Le para­digme phi­lo­lo­gique cherche à recons­ti­tuer la couche ora­cu­laire ori­gi­nelle, anté­rieure aux Dix Ailes. Il s’appuie sur la paléo­gra­phie, la pho­né­tique du chi­nois archaïque et sur les manus­crits archéo­lo­giques. Pour ce para­digme, iden­ti­fier les sub­sti­tu­tions pho­né­tiques n’est pas un raf­fi­ne­ment réser­vé aux éru­dits : cette opé­ra­tion consiste à res­ti­tuer au texte sa fonc­tion pre­mière, manuel divi­na­toire d’une cour Zhōu plu­tôt que somme phi­lo­so­phique. Ses figures prin­ci­pales sont, en Chine, Gāo Hēng et Lǐ Jìng­chí ; dans la sino­lo­gie anglo­phone, Edward Shaugh­nes­sy, Richard Kunst et Richard Rutt.

Ces deux para­digmes ne nous semblent pas obli­ga­toi­re­ment exclu­sifs.
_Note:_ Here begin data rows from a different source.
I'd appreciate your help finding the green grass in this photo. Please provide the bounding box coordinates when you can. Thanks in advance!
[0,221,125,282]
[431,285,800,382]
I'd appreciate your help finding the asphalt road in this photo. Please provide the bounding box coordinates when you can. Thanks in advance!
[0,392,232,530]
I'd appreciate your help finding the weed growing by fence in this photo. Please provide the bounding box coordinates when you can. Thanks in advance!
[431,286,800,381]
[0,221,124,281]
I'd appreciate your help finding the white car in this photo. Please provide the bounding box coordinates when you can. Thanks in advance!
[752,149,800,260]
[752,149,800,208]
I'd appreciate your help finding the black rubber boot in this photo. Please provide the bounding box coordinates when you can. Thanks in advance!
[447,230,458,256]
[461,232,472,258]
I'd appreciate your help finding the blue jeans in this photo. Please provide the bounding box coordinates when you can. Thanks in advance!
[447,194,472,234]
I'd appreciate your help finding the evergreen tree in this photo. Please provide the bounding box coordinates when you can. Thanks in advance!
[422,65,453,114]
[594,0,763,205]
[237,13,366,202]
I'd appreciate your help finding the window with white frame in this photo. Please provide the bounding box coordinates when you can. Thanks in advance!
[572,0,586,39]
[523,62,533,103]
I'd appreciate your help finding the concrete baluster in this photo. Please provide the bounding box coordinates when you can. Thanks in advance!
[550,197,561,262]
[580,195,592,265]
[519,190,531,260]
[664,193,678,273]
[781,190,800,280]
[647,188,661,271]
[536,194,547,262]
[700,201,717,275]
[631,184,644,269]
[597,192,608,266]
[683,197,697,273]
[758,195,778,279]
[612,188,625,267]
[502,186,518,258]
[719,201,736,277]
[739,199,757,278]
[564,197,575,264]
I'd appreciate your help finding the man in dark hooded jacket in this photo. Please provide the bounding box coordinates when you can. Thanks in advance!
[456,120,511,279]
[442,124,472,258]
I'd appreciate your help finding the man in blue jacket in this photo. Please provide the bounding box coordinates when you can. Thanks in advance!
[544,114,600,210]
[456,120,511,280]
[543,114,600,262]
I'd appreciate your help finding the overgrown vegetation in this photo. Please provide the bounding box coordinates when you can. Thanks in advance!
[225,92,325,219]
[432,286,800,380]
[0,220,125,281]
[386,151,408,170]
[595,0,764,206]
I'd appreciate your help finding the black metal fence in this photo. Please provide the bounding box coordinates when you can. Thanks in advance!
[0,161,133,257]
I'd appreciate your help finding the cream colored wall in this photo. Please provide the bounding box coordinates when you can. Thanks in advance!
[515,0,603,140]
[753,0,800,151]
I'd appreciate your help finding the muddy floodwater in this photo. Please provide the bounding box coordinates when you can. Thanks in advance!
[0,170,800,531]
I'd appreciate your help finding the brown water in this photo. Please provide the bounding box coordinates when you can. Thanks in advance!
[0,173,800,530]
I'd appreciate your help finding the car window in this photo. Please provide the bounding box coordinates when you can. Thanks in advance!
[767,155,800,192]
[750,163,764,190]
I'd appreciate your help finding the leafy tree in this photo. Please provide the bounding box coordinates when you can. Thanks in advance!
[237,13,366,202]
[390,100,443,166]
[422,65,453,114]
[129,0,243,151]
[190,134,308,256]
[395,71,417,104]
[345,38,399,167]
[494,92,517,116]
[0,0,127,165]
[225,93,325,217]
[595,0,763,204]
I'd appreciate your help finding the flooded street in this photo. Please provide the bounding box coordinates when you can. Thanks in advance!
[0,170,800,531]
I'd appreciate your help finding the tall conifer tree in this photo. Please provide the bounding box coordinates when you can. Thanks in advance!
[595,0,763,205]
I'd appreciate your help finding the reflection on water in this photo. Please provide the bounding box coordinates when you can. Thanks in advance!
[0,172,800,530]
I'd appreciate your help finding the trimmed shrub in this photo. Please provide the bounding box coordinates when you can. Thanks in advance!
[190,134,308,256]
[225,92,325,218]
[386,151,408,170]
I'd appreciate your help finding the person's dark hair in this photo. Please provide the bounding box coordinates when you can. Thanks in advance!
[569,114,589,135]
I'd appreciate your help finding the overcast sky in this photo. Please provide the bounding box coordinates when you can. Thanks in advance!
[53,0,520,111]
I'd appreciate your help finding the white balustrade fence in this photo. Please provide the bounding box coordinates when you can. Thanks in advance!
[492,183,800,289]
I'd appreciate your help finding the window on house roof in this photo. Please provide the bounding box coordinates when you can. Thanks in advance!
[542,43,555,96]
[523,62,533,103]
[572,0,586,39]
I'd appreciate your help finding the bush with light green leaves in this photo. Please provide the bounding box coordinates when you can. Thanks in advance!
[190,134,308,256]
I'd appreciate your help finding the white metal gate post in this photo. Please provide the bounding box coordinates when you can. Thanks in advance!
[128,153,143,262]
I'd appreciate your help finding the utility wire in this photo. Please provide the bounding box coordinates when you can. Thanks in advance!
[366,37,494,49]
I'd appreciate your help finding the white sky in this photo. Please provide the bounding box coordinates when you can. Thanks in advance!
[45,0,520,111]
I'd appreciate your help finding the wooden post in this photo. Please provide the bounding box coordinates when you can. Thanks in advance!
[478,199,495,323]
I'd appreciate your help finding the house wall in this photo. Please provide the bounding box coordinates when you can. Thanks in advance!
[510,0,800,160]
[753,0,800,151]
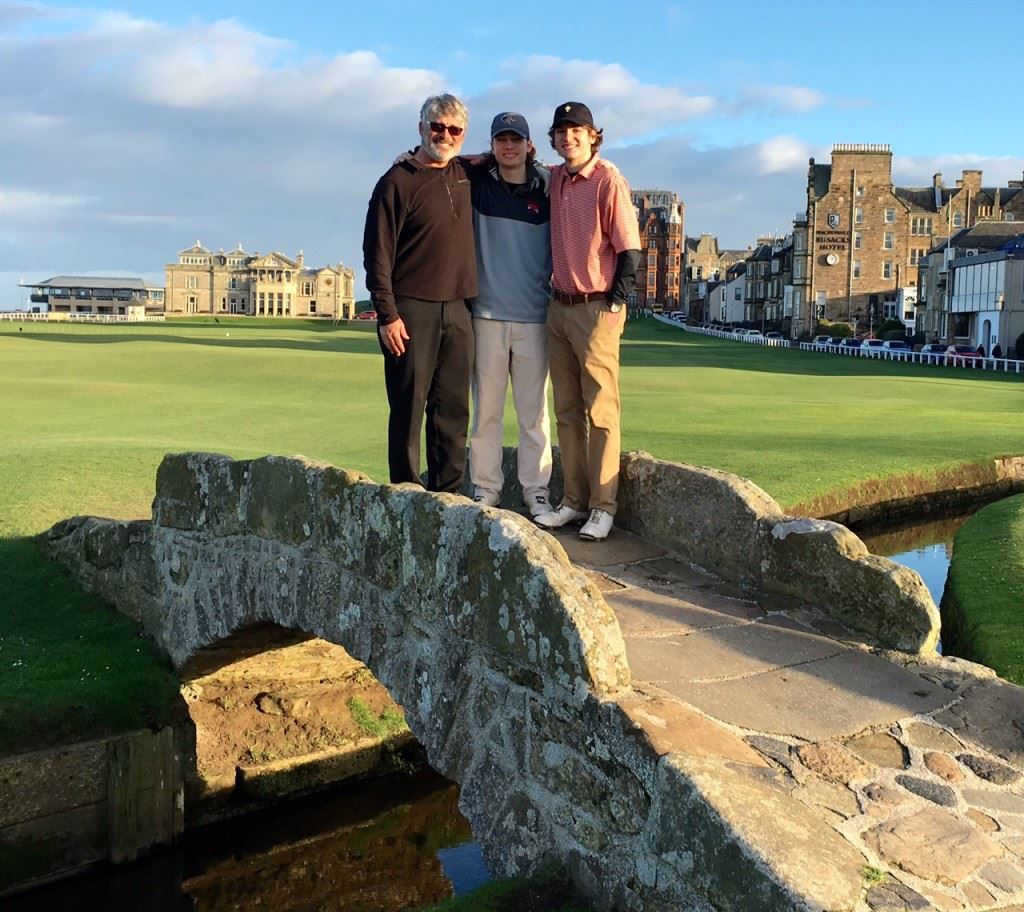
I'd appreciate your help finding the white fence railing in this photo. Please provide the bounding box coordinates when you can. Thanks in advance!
[0,310,165,323]
[656,315,1024,375]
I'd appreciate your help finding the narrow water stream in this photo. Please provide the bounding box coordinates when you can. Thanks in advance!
[6,770,490,912]
[3,513,987,912]
[854,511,974,605]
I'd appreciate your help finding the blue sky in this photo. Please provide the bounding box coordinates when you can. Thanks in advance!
[0,0,1024,308]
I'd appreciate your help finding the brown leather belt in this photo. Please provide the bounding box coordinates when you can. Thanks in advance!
[551,290,608,307]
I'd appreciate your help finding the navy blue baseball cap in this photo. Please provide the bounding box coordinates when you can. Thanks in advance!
[490,111,529,139]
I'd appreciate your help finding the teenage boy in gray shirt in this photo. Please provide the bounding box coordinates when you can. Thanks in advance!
[469,112,551,517]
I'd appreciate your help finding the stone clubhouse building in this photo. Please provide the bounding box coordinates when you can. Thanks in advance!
[164,241,355,319]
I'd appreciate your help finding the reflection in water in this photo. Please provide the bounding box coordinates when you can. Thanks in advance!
[854,513,973,605]
[3,771,475,912]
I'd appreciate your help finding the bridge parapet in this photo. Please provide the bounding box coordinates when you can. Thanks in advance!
[36,453,958,912]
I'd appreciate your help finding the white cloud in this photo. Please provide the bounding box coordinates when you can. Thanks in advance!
[737,85,827,114]
[0,7,1024,305]
[758,136,811,174]
[487,55,722,139]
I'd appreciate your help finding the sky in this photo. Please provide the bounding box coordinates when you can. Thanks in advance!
[6,0,1024,310]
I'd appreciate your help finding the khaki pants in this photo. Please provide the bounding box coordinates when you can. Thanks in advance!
[548,300,626,515]
[469,318,551,496]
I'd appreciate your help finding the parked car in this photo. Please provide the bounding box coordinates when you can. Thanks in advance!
[946,345,982,366]
[921,342,949,364]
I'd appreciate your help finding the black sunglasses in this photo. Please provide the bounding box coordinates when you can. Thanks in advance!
[427,121,466,139]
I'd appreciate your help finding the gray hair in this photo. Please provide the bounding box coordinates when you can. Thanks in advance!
[420,92,469,127]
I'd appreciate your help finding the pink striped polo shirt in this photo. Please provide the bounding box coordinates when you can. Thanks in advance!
[551,155,640,295]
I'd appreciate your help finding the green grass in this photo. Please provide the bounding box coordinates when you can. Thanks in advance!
[0,318,1024,751]
[942,494,1024,686]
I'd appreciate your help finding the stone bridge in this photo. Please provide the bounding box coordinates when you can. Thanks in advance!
[45,453,1024,912]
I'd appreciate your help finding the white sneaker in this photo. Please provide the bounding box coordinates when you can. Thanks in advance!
[525,494,551,519]
[580,510,614,541]
[534,504,587,529]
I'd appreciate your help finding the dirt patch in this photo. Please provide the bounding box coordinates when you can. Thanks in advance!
[181,626,412,814]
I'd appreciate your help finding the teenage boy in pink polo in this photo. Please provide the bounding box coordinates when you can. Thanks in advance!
[537,101,640,541]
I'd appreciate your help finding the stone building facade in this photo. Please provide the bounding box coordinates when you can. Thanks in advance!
[795,143,1024,332]
[165,241,355,319]
[632,190,685,310]
[681,234,751,320]
[915,220,1024,357]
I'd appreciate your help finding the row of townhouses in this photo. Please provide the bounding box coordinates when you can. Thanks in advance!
[27,241,355,319]
[657,144,1024,351]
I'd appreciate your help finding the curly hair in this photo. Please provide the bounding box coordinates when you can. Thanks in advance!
[420,92,469,127]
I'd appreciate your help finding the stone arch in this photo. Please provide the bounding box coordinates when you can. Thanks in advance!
[49,453,640,892]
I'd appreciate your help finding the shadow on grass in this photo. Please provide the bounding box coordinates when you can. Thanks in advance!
[7,327,380,355]
[0,537,180,754]
[622,319,1024,384]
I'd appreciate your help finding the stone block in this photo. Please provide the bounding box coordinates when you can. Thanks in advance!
[153,452,230,530]
[242,455,319,546]
[764,519,939,654]
[864,808,1002,884]
[647,755,864,912]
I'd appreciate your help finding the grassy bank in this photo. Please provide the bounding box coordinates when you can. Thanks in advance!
[0,319,1024,751]
[942,494,1024,686]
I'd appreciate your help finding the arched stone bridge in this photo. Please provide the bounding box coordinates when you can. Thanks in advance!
[46,453,1024,912]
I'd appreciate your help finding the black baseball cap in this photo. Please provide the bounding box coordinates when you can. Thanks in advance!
[490,111,529,139]
[551,101,594,130]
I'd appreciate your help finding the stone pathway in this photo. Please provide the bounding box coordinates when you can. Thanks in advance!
[556,519,1024,912]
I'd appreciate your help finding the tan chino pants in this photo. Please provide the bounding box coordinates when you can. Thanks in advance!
[548,299,626,515]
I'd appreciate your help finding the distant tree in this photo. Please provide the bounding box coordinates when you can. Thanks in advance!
[874,316,906,339]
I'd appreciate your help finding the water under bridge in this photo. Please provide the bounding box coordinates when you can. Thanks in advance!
[46,453,1024,912]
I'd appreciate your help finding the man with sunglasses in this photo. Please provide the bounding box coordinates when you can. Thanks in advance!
[537,101,640,541]
[362,94,477,491]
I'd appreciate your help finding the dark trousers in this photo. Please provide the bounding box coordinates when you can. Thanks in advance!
[378,298,473,491]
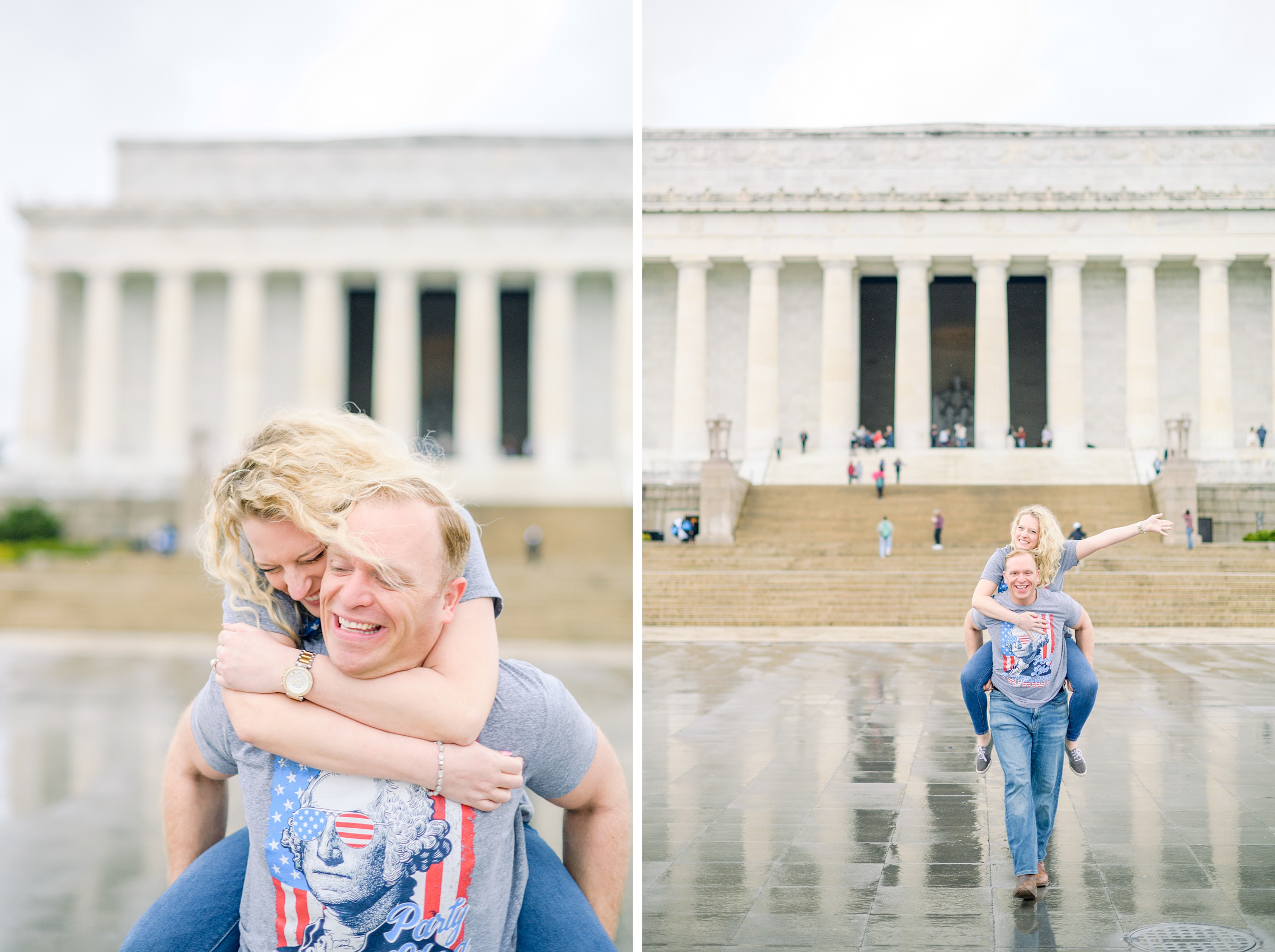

La véri­té n’est pas dans une ver­sion ou l’autre, mais dans la conscience que le Zhōuyì est pas­sé par plu­sieurs régimes d’usage suc­ces­sifs : manuel divi­na­toire des devins Zhōu, recueil phi­lo­so­phique des let­trés Han, clas­sique néo-confu­céen des Song. Choi­sir l’un, c’est choi­sir un moment du texte. Recon­naître la sub­sti­tu­tion pho­né­tique, c’est se don­ner les moyens de cir­cu­ler entre ces moments en sachant ce qu’ils peuvent nous appor­ter et ce à quoi nous choi­sis­sons de renon­cer.

Le pari de l’Encyclopédie du Yì Jīng est de par­ve­nir à appuyer les choix phi­lo­so­phiques ulté­rieurs sur les fon­de­ments de la réa­li­té divi­na­toire ini­tiale. Com­pre­nant les res­sorts du pas­sé, il sera alors plus aisé de s’en déga­ger pour une meilleure inté­gra­tion contem­po­raine.